Find all functions $f:\mathbb{R}_{\geq{0}} \times \mathbb{R}_{>{0}} \to \mathbb{R}_{\geq{0}}$ such that for all $x \in \mathbb{R}_{\geq{0}}$ and all $y, z \in \mathbb{R}_{>{0}},$ $$ f(f(x,y),z)=f(x,yz)$$ and $$\forall x\in\mathbb{R}_{\geq{0}}: f(x,1)=x$$ where the function $f$ is differentiable over its entire domain (at least once).
I found a solution assuming that the function is analytical. Then by unfolding into Taylor's series and comparing the coefficient, I got $$f(x,y) = y^{\alpha}x$$ where $\alpha$ is any real number.

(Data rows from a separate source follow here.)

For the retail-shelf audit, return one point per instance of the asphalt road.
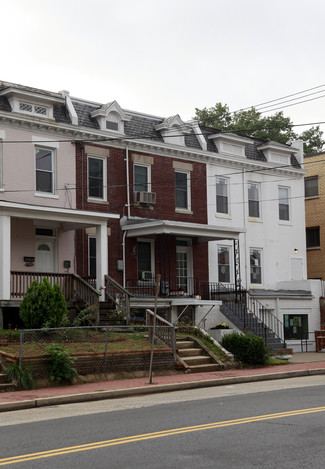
(272, 424)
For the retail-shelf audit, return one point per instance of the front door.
(184, 266)
(45, 256)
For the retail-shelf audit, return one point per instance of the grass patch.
(93, 342)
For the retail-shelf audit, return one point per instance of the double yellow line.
(149, 436)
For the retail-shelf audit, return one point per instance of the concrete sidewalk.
(302, 364)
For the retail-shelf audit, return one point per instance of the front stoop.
(195, 358)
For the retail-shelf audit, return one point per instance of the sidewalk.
(302, 364)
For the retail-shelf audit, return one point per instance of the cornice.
(158, 148)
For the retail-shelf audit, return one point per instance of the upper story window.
(44, 170)
(253, 200)
(222, 201)
(96, 178)
(33, 108)
(142, 178)
(256, 266)
(313, 237)
(311, 187)
(284, 195)
(182, 190)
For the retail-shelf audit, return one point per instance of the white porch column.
(101, 257)
(5, 254)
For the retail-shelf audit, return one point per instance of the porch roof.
(195, 230)
(68, 219)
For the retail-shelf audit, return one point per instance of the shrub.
(43, 306)
(60, 363)
(249, 349)
(21, 375)
(86, 317)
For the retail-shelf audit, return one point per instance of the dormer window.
(110, 117)
(33, 108)
(173, 130)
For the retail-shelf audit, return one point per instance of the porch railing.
(74, 288)
(119, 295)
(169, 288)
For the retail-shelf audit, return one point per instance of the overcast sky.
(167, 57)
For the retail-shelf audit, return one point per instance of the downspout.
(245, 224)
(128, 208)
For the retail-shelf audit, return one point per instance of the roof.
(140, 126)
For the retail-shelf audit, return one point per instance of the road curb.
(152, 389)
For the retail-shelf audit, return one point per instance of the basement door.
(184, 266)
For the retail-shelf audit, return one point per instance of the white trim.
(188, 180)
(92, 198)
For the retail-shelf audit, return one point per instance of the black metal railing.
(169, 288)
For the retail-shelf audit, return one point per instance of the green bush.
(21, 375)
(249, 349)
(86, 317)
(60, 363)
(43, 306)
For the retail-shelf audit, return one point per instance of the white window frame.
(258, 187)
(188, 186)
(91, 237)
(148, 166)
(33, 106)
(90, 197)
(2, 137)
(260, 251)
(287, 199)
(152, 244)
(309, 178)
(226, 185)
(228, 248)
(53, 170)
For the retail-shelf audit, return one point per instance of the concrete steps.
(194, 358)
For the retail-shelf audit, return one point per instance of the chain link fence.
(98, 349)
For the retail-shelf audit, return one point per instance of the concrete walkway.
(302, 364)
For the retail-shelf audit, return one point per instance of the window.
(142, 178)
(33, 108)
(313, 237)
(295, 326)
(96, 178)
(222, 195)
(256, 266)
(253, 200)
(44, 170)
(284, 203)
(311, 187)
(182, 190)
(224, 264)
(145, 258)
(92, 256)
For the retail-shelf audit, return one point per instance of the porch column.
(5, 254)
(101, 257)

I don't know how to prove that this solution is unique and how to circumvent the proof without the additional requirement of analytical function.
Edit
I already know why I had a problem with the ambiguity of the function. I forgot a very important condition.
Function $f$ is homogenous with respect to $x$: $$f(\lambda{}x,y)=\lambda{}f(x,y)$$ Then there is only one unique solution: $f(x,y)=xy^\alpha$.
Thank you all for your advice, primarily @Max for his guidance to Transaltion function as general solution without this homogenous condition.
Let $F(x,y)=\ln f(e^x, e^y)$ . Then
$$\begin{aligned} F(F(x,y), z)&=\ln f(e^{\ln f(e^x, e^y)}, e^z)= \\&\ln f( f(e^x, e^y), e^z)=\ln f(e^x, e^{y+z})\\&=F(x, y+z). \end{aligned}$$
This is the translation equation (see https://en.wikipedia.org/wiki/Abel_equation#Equivalence). Pick arbitrary continuous and strictly monotone $h$ with range all of $\mathbb{R}$ (and differentiable at least once with positive derivative, to get corresponding smoothness of $f$). Then $F(x, y)=h(h^{-1}(x)+y)$ solves it. Then $f(x,y)=e^{F(\ln x, \ln y)}=e^{ h(h^{-1}(\ln x)+\ln y)}$
Your solution is obtained when $h(u)=\alpha u$, i.e. $f(x,y)=e^{\alpha (\frac{1}{\alpha} \ln x+\ln y)}=x y^{\alpha}$.
The solution $f(x,y)=x^y$ is almost obtained from $h(u)=e^{u}$: if one ignores the fact that $\ln \ln x$ is not defined for $x\leq 1$ we have $f(x,y)=e^{e^{\ln \ln x+ \ln y}}=e^{y\ln x}=x^y$.
There is a discussion of translation equation in Section 6.1 of Aczel's book on functional equations. It shows that (under mild continuity conditions) if $F(x,\cdot)$ is non-constant for every $x$ then the solution is in fact of the form above. This suggests that $f(x,y)=x^y$ is in some sense exceptional.